David Nolta September 05, 2012 at 08:07 PM
You seem to be the only one, Dave! Could you give us some sort of reference to this "Muslim cleric" you speak of? Some reference other than yourself? This "radical Muslim cleric"? You say you're an honest man--please explain to us all about this "radical Muslim cleric" whom you say President Obama was "flip-flopping about". Honest is as honest does.
David Nolta September 05, 2012 at 08:08 PM
Postman--If you believe that any approving inquiry as to whether people have seen a public television program about Mormons is an incredible affront and a blow to Mr. Romney--well, you will be happy to hear that we strongly disagree. And yes, Barack Obama has parents of two different races, and he is a phenomenon in terms of his intelligence and his dedication. Unbelievable? And how! So Postman, have you seen that show?? It's FASCINATING!
Dave Lenane September 05, 2012 at 08:11 PM
Dave...Google it please. Where were u when this happened? When I get home from work I will put it up for you. And please don't question my honesty again.

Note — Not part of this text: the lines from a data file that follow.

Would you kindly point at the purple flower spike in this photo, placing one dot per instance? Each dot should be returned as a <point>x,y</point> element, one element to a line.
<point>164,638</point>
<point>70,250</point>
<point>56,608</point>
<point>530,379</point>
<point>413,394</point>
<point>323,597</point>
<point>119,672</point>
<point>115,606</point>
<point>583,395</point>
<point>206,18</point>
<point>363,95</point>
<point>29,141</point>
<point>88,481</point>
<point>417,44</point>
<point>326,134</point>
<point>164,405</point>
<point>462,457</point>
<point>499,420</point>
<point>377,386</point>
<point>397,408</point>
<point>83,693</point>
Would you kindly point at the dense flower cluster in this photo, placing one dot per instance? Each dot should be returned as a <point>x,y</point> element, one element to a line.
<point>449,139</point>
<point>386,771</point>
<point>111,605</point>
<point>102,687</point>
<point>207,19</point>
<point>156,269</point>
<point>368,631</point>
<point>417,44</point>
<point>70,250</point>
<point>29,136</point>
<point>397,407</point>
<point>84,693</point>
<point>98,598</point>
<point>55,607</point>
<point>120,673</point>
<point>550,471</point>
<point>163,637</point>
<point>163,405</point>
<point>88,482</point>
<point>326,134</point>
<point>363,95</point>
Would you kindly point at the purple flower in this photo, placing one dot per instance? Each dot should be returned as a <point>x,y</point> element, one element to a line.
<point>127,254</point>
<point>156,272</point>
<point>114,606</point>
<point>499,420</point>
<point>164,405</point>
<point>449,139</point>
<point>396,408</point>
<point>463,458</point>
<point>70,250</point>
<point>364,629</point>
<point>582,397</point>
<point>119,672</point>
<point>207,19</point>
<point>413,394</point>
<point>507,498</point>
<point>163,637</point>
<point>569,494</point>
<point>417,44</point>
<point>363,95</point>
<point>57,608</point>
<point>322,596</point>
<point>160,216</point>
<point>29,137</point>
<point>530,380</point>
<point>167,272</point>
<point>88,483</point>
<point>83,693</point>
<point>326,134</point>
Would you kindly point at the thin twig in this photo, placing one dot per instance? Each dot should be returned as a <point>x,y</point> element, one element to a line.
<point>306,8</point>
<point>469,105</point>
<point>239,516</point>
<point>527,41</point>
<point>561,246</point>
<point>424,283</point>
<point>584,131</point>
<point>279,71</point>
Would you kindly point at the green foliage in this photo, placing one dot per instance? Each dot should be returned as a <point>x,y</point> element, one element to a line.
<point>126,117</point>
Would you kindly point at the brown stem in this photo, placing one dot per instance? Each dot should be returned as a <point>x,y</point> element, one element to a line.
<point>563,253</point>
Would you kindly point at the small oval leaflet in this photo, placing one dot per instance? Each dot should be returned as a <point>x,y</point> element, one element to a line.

Dave Lenane September 05, 2012 at 08:24 PM
His name was Jeremiah Wright
David Nolta September 05, 2012 at 10:34 PM
Dave!!! He was a CHRISTIAN minister--nothing MUSLIM about it!!! Where do you GET your information? It really isn't fair... Trinity Church of CHRIST, I believe. MUSLIM????? Not fair, Dave L.
Dave Lenane September 05, 2012 at 10:52 PM
Dave..admittedly the web sites I read were vague about ties to something called the Muslim Brotherhood? I would delete the comment if i was able. Can we agree that religion shouldnt really be an issue?